On Aug. 24, President Biden announced the cancellation of $10,000 in federal student loan debt for many borrowers making lower than $125,000 annually.
But student loans account for lower than 10% of household debt in America, which reached $16.15 trillion through the second quarter of 2022.
“We should not be panicked in regards to the level of household debt immediately, but we must always be concerned about it,” said Katherine Lucas McKay, associate director on the Aspen Institute Financial Security Program. “I feel it’s particularly essential for policy leaders and leaders within the financial world to concentrate to who and where we start seeing greater challenges.”

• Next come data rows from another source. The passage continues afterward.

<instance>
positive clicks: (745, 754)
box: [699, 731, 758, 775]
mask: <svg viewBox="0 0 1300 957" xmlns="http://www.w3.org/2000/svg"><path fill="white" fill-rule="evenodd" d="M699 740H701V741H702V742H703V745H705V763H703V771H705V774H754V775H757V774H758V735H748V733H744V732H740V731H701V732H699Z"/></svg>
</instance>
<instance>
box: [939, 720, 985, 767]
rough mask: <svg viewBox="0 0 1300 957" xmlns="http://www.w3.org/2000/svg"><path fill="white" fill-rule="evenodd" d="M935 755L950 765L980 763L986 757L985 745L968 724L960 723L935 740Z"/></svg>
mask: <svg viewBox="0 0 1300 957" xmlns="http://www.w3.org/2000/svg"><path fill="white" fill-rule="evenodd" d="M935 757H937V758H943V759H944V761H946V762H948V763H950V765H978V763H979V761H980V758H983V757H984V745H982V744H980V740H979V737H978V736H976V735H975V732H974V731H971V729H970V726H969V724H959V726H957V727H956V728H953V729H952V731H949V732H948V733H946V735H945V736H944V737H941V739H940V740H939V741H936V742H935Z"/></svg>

Policy plays a significant role in keeping household debt in check. Experts say outdated procedures resembling wage garnishment, wherein a person’s earnings are withheld for the payment of a debt, are in dire need of a policy update. A survey found that about 7% of employees in America had their wages garnished, in keeping with probably the most recent study in 2016.
“For folk who’ve higher debt loads, they’re actually getting their wages garnished or seized at really high rates,” in keeping with Lucia Mattox, senior policy manager on the Center for Responsible Lending. “Currently on the federal level, only $217.50 is protected in someone’s weekly paycheck and that bill hasn’t been updated for the reason that late ’60s.”
The federal government may play a possible role in reducing certain sorts of borrowings, resembling medical debt that’s currently held by roughly 23 million Americans.
“There’s been a lag within the southeastern states of expanding Medicaid so we all know that medical debt goes to be increasing,” said Mattox. “But when there is a method to expand Medicaid so that people are higher supported when it comes to their medical expenses that is going to be a method to alleviate that burden.”
Watch the video to seek out out more about why household debt is rising in America.